While eQTL hotspots in yeast have been reported previously as genomic regions controlling multiple genes, our analysis reveals additional novel eQTL hotspots and, more interestingly, uncovers groups of multiple contributing eQTL hotspots that affect the expression level of functional gene modules. To our knowledge, our study is the first to report this type of gene regulation stemming from multiple eQTL hotspots. Additionally, we report the results from in-depth bioinformatics analysis for three groups of these eQTL hotspots: ribosome biogenesis, telomere silencing, and retrotransposon biology. We suggest candidate regulators for the functional gene modules that map to each group of hotspots. Not only do we find that many of these candidate regulators contain mutations in the promoter and coding regions of the genes, in the case of the Ribi group, we provide experimental evidence suggesting that the identified candidates do regulate the target genes predicted by GFlasso.
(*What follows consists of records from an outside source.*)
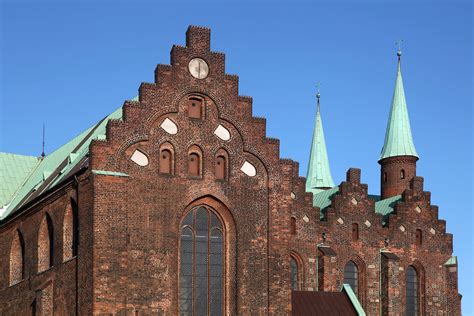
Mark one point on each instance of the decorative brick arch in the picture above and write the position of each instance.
(229, 234)
(45, 244)
(17, 258)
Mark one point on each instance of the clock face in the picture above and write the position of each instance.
(198, 68)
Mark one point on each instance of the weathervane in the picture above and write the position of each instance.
(318, 95)
(399, 52)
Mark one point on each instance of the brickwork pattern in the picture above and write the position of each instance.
(128, 258)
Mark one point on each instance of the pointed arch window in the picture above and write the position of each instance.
(70, 231)
(351, 276)
(166, 161)
(412, 292)
(221, 166)
(201, 263)
(195, 107)
(294, 274)
(293, 226)
(45, 244)
(419, 237)
(17, 258)
(355, 232)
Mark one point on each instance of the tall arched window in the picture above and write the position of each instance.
(45, 244)
(201, 263)
(351, 276)
(70, 231)
(17, 258)
(221, 166)
(293, 226)
(165, 161)
(355, 232)
(294, 274)
(411, 293)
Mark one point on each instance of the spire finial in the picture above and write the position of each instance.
(318, 94)
(399, 52)
(42, 153)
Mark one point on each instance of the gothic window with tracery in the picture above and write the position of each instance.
(201, 263)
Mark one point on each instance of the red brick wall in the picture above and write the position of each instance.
(128, 258)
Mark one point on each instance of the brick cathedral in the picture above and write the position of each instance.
(178, 204)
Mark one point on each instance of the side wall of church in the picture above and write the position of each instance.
(44, 291)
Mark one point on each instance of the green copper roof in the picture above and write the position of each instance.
(384, 207)
(353, 298)
(452, 261)
(50, 170)
(398, 138)
(14, 170)
(319, 174)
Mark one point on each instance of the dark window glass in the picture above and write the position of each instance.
(419, 237)
(220, 167)
(165, 161)
(293, 226)
(194, 108)
(351, 276)
(411, 292)
(202, 264)
(355, 231)
(194, 164)
(294, 274)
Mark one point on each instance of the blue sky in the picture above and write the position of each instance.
(69, 64)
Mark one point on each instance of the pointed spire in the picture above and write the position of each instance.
(398, 138)
(319, 175)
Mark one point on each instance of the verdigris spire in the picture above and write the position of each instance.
(398, 138)
(319, 175)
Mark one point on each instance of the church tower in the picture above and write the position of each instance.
(319, 176)
(398, 157)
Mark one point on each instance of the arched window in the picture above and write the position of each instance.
(17, 258)
(201, 263)
(45, 244)
(165, 161)
(194, 161)
(293, 226)
(351, 276)
(195, 107)
(355, 231)
(70, 231)
(419, 237)
(221, 167)
(411, 293)
(294, 274)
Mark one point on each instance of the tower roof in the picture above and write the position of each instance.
(398, 138)
(319, 174)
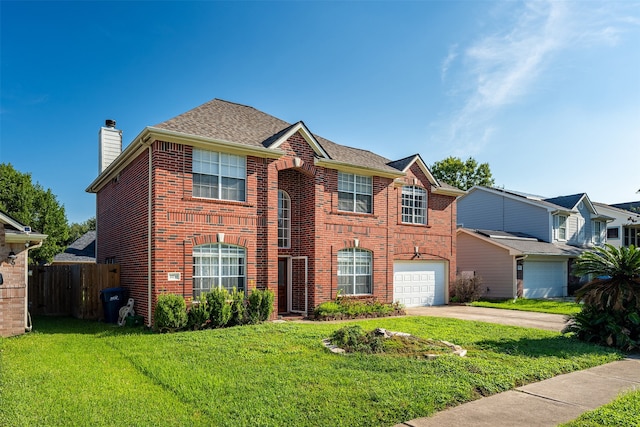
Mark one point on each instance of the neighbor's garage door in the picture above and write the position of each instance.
(417, 283)
(545, 279)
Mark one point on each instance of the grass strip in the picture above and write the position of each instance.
(70, 372)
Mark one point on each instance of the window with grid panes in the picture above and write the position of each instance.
(218, 175)
(355, 193)
(354, 271)
(217, 266)
(414, 205)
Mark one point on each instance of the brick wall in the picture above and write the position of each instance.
(319, 230)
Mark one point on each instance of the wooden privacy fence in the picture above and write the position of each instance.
(71, 289)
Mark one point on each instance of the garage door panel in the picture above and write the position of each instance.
(419, 283)
(545, 279)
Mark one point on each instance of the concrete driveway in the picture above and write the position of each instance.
(526, 319)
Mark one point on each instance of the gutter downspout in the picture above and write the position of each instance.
(149, 228)
(27, 318)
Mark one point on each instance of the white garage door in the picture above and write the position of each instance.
(545, 279)
(418, 283)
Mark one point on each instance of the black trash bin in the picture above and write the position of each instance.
(112, 300)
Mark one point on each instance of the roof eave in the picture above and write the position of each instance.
(151, 134)
(351, 168)
(306, 134)
(448, 191)
(512, 251)
(24, 237)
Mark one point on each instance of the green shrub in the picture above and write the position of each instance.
(354, 308)
(198, 315)
(327, 309)
(219, 308)
(170, 313)
(266, 305)
(253, 306)
(237, 308)
(607, 327)
(353, 339)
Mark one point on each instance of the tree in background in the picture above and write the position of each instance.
(32, 205)
(77, 230)
(462, 175)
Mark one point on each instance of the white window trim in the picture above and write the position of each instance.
(355, 192)
(220, 175)
(217, 259)
(557, 228)
(286, 229)
(352, 252)
(424, 208)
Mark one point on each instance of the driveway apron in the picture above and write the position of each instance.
(526, 319)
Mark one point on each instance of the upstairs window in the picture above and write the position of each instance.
(613, 233)
(597, 232)
(560, 227)
(355, 193)
(218, 175)
(217, 266)
(284, 219)
(414, 205)
(354, 271)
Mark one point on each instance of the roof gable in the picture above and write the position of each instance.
(405, 164)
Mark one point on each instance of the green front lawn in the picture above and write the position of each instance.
(70, 372)
(539, 305)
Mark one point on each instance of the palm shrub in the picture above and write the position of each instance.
(170, 313)
(611, 300)
(617, 277)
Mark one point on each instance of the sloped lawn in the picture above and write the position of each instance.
(70, 372)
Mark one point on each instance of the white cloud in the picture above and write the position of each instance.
(504, 67)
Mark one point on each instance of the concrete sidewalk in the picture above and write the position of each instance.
(547, 403)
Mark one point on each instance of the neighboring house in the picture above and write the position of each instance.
(15, 242)
(227, 196)
(524, 245)
(83, 250)
(624, 230)
(630, 232)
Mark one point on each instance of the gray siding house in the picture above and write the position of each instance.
(624, 230)
(523, 245)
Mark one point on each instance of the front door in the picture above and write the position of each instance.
(283, 276)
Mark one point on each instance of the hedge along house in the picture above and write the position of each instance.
(227, 196)
(16, 240)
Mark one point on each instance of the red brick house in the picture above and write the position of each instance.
(15, 242)
(227, 196)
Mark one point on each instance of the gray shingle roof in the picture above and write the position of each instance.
(231, 122)
(82, 250)
(568, 202)
(628, 206)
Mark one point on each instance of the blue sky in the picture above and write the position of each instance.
(548, 93)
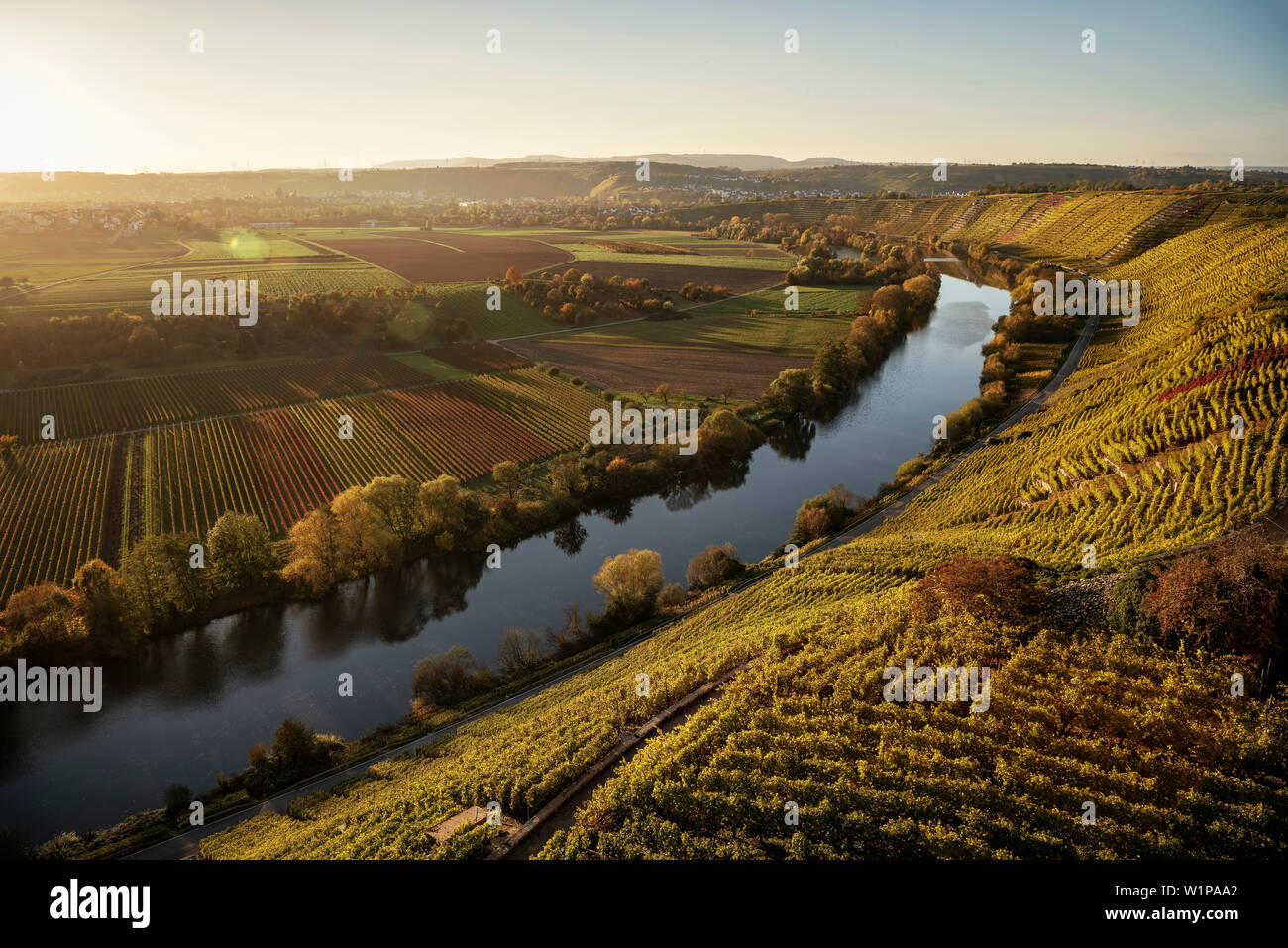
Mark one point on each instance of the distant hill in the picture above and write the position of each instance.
(529, 178)
(743, 162)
Thus, this structured association analysis of a yeast eQTL dataset via GFlasso, coupled with extensive bioinformatics analysis, discovers a novel regulation pattern between multiple eQTL hotspots and functional gene modules. Furthermore, this analysis demonstrates the potential of GFlasso as a powerful computational tool for eQTL studies that exploit the rich structural information among expression traits due to correlation, regulation, or other forms of biological dependencies.